Translocatie (van het Latijnse trans - door, locus - plaats) is een genetische aandoening waarbij een deel van het ene chromosoom wordt overgebracht naar een ander, niet-homoloog chromosoom. Deze aandoening kan overal op een chromosoom voorkomen en kan één of beide chromosomen van een paar aantasten.
Translocaties kunnen gebalanceerd of ongebalanceerd zijn. Een gebalanceerde translocatie betekent dat de chromosomale informatie nog steeds volledig aanwezig is, maar anders verdeeld is. Een onevenwichtige translocatie betekent dat chromosomale informatie verloren gaat of wordt gedupliceerd, wat tot ernstige gevolgen voor de gezondheid kan leiden.

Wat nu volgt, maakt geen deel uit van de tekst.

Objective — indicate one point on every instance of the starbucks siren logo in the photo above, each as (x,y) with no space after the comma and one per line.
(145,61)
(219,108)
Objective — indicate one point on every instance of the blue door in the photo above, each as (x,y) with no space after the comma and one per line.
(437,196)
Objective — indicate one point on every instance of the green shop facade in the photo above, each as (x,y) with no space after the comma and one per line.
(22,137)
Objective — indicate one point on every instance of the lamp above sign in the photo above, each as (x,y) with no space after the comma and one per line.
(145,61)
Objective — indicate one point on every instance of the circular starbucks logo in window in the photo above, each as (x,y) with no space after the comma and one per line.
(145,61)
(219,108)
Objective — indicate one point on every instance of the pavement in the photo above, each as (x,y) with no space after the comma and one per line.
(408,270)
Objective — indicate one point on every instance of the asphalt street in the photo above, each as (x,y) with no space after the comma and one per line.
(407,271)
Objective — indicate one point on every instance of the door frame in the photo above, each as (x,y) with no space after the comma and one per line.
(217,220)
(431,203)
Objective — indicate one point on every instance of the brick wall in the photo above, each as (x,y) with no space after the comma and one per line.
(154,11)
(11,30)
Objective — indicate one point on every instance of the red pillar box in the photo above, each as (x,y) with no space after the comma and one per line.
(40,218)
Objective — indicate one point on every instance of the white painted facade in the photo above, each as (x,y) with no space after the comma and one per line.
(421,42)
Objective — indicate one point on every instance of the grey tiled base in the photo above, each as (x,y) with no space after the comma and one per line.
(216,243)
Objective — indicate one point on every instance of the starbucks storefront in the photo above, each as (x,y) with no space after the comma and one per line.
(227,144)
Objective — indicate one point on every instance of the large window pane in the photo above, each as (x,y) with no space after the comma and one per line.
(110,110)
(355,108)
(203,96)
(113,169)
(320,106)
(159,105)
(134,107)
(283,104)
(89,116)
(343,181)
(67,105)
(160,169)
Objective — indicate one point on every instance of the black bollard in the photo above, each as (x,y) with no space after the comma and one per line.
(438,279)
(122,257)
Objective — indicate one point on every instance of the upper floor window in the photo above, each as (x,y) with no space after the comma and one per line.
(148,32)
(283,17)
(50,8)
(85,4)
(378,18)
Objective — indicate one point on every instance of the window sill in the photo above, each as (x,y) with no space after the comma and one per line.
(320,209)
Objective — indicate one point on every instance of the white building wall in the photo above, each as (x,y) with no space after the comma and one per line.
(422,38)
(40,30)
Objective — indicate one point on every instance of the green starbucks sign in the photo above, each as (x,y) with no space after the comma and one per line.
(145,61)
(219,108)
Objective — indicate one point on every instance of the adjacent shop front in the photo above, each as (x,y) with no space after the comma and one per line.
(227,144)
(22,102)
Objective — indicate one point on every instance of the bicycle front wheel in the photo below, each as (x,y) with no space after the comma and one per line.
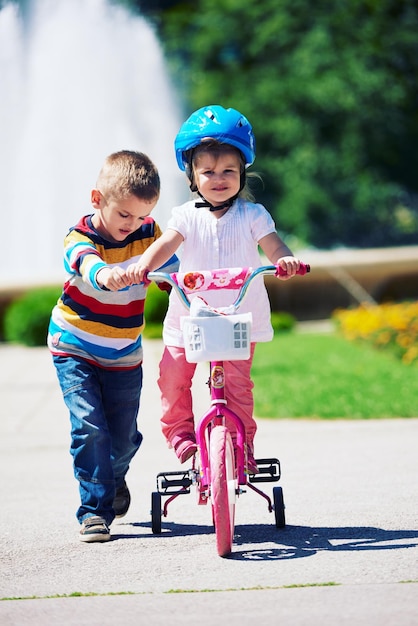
(223,487)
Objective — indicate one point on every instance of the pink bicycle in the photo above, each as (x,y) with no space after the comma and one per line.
(219,468)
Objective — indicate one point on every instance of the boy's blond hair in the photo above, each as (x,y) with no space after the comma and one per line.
(127,173)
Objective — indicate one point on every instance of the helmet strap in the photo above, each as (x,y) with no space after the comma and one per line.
(207,205)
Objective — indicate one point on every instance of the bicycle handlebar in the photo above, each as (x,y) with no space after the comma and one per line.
(192,282)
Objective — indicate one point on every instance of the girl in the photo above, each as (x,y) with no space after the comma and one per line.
(221,227)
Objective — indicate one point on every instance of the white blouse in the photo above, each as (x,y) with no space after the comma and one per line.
(228,242)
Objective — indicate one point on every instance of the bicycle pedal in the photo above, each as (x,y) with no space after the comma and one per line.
(169,483)
(268,471)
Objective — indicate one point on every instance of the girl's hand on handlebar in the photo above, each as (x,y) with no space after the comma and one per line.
(289,266)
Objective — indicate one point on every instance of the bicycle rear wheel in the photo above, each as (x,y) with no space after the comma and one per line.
(223,487)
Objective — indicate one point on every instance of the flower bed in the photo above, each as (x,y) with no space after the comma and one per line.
(387,326)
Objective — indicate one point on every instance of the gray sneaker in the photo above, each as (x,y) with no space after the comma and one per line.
(122,500)
(94,529)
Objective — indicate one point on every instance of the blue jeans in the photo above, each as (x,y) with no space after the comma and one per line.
(103,407)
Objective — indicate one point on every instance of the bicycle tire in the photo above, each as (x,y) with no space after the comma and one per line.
(223,487)
(279,513)
(156,512)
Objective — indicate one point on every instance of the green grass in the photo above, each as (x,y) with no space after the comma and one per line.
(325,376)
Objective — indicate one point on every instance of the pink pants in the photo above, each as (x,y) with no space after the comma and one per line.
(175,383)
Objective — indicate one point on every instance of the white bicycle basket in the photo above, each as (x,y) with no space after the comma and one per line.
(217,338)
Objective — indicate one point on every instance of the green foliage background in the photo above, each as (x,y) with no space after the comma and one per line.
(330,88)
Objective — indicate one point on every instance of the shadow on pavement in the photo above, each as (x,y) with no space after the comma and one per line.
(294,542)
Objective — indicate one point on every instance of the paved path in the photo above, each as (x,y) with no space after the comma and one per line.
(349,554)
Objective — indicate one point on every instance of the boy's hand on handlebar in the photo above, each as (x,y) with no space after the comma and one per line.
(289,266)
(136,273)
(112,278)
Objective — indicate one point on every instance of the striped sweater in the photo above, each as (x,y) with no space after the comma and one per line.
(103,327)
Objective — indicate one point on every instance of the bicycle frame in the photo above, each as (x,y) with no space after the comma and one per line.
(222,470)
(218,414)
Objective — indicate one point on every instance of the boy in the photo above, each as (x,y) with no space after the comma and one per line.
(95,335)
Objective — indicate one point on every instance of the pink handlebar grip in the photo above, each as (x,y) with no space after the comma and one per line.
(304,268)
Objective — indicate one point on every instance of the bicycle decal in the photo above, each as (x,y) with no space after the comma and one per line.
(217,377)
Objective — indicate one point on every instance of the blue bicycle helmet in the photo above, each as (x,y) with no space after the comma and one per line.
(214,122)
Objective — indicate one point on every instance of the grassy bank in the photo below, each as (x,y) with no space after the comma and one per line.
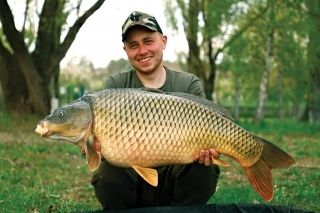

Translocaties kunnen zowel tijdens de evolutie als bij mensen optreden als gevolg van willekeurige mutatie. Sommige gebalanceerde translocaties veroorzaken geen symptomen, en mensen die hieraan lijden kunnen hun hele leven leven zonder het te weten. Ongebalanceerde translocaties kunnen echter leiden tot verschillende ziekten, zoals ontwikkelingsachterstanden, mentale retardatie, zicht- en gehoorproblemen, en een verhoogd risico op veel genetisch bepaalde ziekten.
Translocaties kunnen worden gedetecteerd met behulp van cytogenetische en moleculair genetische onderzoeksmethoden. Als bij een persoon een translocatie wordt vastgesteld, moet hij mogelijk een geneticus raadplegen om het risico te beoordelen dat erfelijke ziekten worden doorgegeven aan zijn nakomelingen.
Kortom, translocatie is een ernstige genetische aandoening die kan leiden tot verschillende ziekten en een verhoogd risico op het doorgeven van erfelijke ziekten aan het nageslacht. Dankzij moderne onderzoeksmethoden is de identificatie van translocaties echter mogelijk geworden, waardoor preventieve maatregelen kunnen worden genomen om mogelijke ziekten te voorkomen.